Bad gas. Seized fuel pump. Deteriorated fuel pump isolator.


----------



## 4doorhoor (Aug 31, 2005)

*Re: FV-QR (eurowner)*


_Quote, originally posted by *Southcross* »_*cough*
Fuel, Spark, Compression... 
might I also suggest one of these:
http://www.germanautoparts.com...antum


*sore throat?*
Could you tell me how to check these things or point me to a thread that does?

_Quote, originally posted by *eurowner* »_Bad gas. Seized fuel pump. Deteriorated fuel pump isolator. 

 How should I check the fuel pump? You are supposed to hear it when the key is turned on, yes?

Oh, I have a bentley.




_Modified by 4doorhoor at 4:17 PM 9-17-2009_


----------



## 4doorhoor (Aug 31, 2005)

*Re: FV-QR (4doorhoor)*

Okay, I'm pretty sure it's a seized pump.  Doesn't prime like it's supposed to. I threw a new relay in it hoping that'd be it. No luck.

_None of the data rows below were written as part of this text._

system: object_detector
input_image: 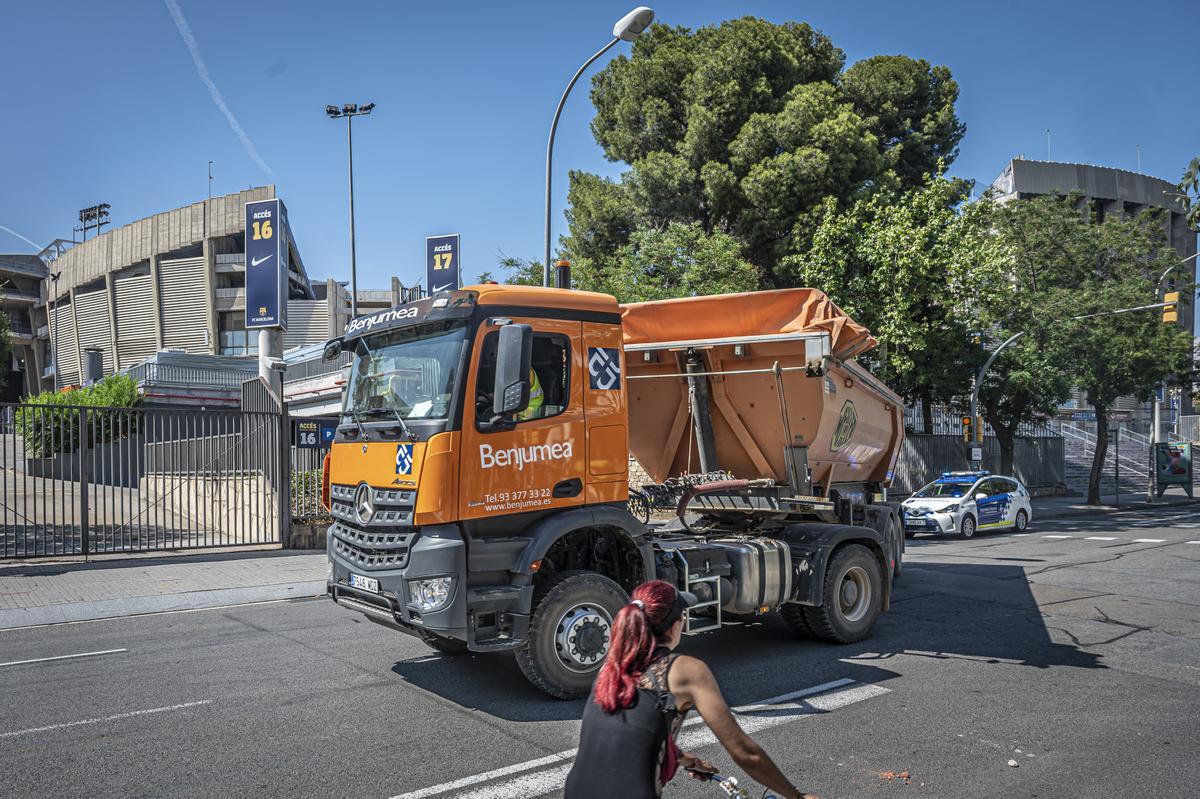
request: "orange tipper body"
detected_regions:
[622,288,904,494]
[325,286,904,698]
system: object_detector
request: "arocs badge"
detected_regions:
[588,347,620,391]
[396,444,413,474]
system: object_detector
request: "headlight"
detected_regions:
[408,577,454,613]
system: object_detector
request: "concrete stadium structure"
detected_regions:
[38,186,402,398]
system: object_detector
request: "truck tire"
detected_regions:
[804,543,883,643]
[779,602,814,638]
[516,571,629,699]
[416,630,470,656]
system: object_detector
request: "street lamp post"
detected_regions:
[541,6,654,286]
[325,103,374,319]
[1146,249,1200,503]
[971,298,1178,469]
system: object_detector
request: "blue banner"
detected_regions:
[425,233,462,294]
[246,199,289,330]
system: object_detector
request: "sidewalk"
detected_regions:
[0,551,325,630]
[1033,491,1200,522]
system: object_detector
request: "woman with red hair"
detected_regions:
[565,579,816,799]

Looks like I need a different one.
Anybody have one?
Will a 4kq pump work?


_Modified by 4doorhoor at 10:14 PM 9-17-2009_


----------



## eurowner (Jan 26, 2002)

*FV-QR*

Quantum fuel pumps are their own entity; check ebay for the correct BOSCH.


----------



## 4doorhoor (Aug 31, 2005)

*Re: FV-QR (eurowner)*

Thank you. I got the correct Bosch off ebay.
I pulled the old one and checked the screen from the tank. It is covered in some kind of tar like material. I am unable to remove it. Is it the tank sealer or something?
Is this screen an interchangeable part with any other models? Any ideas would be great! Thanks.


----------



## 4doorhoor (Aug 31, 2005)

*Re: FV-QR (4doorhoor)*

Alright, the tar stuff was the rubber gasket that fits around the fuel pump. It was completely melted. Found a qsw at a local yard tha just came in a few days ago. Got the parts I need.
Should be up and goin soon!


----------